2.      Pelajaran bahasa latin misalnya tidak akan menaikkan IQ.
3.      Ilmu-ilmu dalam bidang tertentu (bila ditunjuk dengan istilah Ilmu Jiwa Daya mereka telah terlatih) ternyata lemah dan tidak mampu mengamati dalam bidang-bidang lain, ini berarti transfer secara otomatis tidak terjadi.
Kemudian kelompok asosiasi ini berpendapat bahwa transfer hanya akan terjadai bila dalam situasai yang baru terdapat unsur-unsur yang sama (identical elements) dengan situasi terdahulu yang telah dipelajari, misalnya individu yang telah lihai naik sepeda motor Honda, ia tidak akan mengalami kesulitan bila mengendarai sepeda motor merk Suzuki, karena sepeda motor ini mempunyai banyak unsure yang sama.
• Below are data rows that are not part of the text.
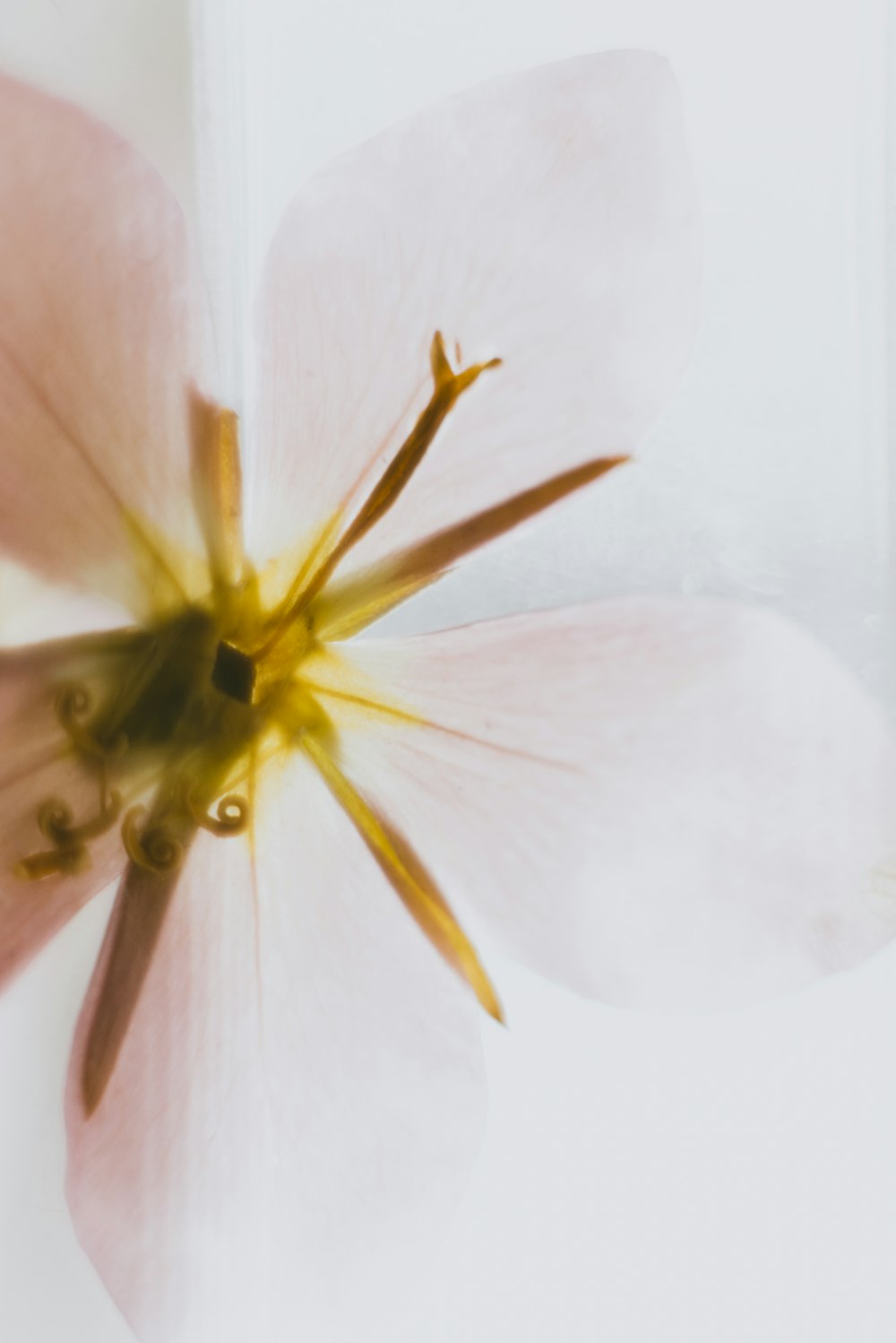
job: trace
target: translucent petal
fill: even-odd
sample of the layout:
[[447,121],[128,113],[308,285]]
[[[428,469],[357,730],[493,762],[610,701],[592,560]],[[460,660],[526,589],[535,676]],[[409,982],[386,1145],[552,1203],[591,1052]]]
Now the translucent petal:
[[145,610],[190,504],[184,220],[113,132],[0,78],[0,547]]
[[347,775],[473,936],[476,909],[545,974],[731,1006],[896,931],[892,732],[781,619],[630,599],[338,651],[317,680]]
[[258,802],[255,880],[244,838],[199,834],[90,1119],[125,894],[78,1029],[68,1198],[146,1343],[362,1336],[478,1147],[472,995],[309,763]]
[[38,813],[52,798],[75,821],[98,811],[97,780],[66,752],[54,709],[66,672],[76,669],[82,641],[0,653],[0,988],[19,974],[123,865],[117,831],[91,846],[91,865],[75,874],[25,881],[15,868],[52,845]]
[[663,60],[587,56],[443,102],[307,185],[260,302],[256,556],[359,502],[427,404],[436,330],[455,364],[502,365],[346,571],[632,447],[695,322],[680,120]]

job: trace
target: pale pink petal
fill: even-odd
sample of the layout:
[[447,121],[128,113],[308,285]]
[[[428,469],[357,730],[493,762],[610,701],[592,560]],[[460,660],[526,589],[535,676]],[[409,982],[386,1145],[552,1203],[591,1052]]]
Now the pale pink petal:
[[327,522],[425,404],[429,345],[500,357],[345,563],[632,449],[687,356],[696,208],[667,64],[612,52],[498,79],[315,177],[264,282],[252,552]]
[[71,639],[0,653],[0,988],[123,866],[113,830],[93,846],[86,872],[24,881],[13,870],[52,847],[38,827],[42,803],[59,798],[76,821],[98,811],[97,782],[66,752],[54,709],[82,646]]
[[0,548],[145,604],[157,529],[199,547],[182,215],[74,106],[0,78]]
[[478,1146],[472,995],[313,767],[264,783],[256,888],[244,839],[200,833],[90,1119],[94,1010],[145,881],[78,1029],[68,1198],[145,1343],[362,1336]]
[[[613,600],[338,654],[317,676],[343,696],[322,700],[342,768],[473,937],[478,912],[581,991],[736,1005],[896,932],[892,731],[777,616]],[[372,714],[377,696],[441,731]]]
Maka bila sekolah menghendaki terjadinya trarnsfer, bahan-bahan pelajaran harus dan mempunyai unsure-unsur kesamaan dengan kehidupan masyarakat.[12]



c. Teori Generalisasi
Peletak pandangan ini adalah Charles Judd, ia beranggapan bahwa transfer bisa terjadi bila situasi baru dan situasi lama yang telah dipelajari mempunyai kesamaan prinsip, pola atau struktur, tidak kesamaan unsure-unsur. Seseorang memahami prinsip demokrasi akan mampu mengamalkan dalam situasi yang berbeda, demikian pula prinsip ekonomi, hokum, pendidikan dan lain-lain.
Ketiga teori tersebut sampai sekarang masih menunjukkan kebenaran, kemampuan berpikir logis, sistematis, ternyata cukup membantu di bidang-bidang lain (Ilmu Jiwa Daya). Unsure-unsur yang sama atau pola-pola yang mirip bila dipahami betul orang pun tertolong dalam menghadapi situasi yang sama sekali baru (elemen identik dan generalisasi).[13]
5.      Faktor-faktor yang Mempengaruhi Terjadinya Transfer
a.      Intelegensi
Individu yang lancer dan pandai biasanya segera mampu menganalisa dan melihat hubungan-hubungan logis, ia segera melihat unsure-unsur yang sama serta pola dasar atau kaidah hukum, sehingga sangat mudah terjadi transfer.
b.      Sikap
Meskipun orang mengerti dan memahami sesuatu serta hubungannya dengan yang lain, tetapi pendirian atau kecenderungannya menolak atau sikap negatif, maka transfer tidak akan terjadi, demikian sebaliknya
c.       Materi Pelajaran
Biasanya mata pelajaran yang mempunyai daerah berdekatan misalnya matematika dengan statistic, Ilmu Jiwa Sosial dengan Sosiologi, lebih mudah terjadi transfer.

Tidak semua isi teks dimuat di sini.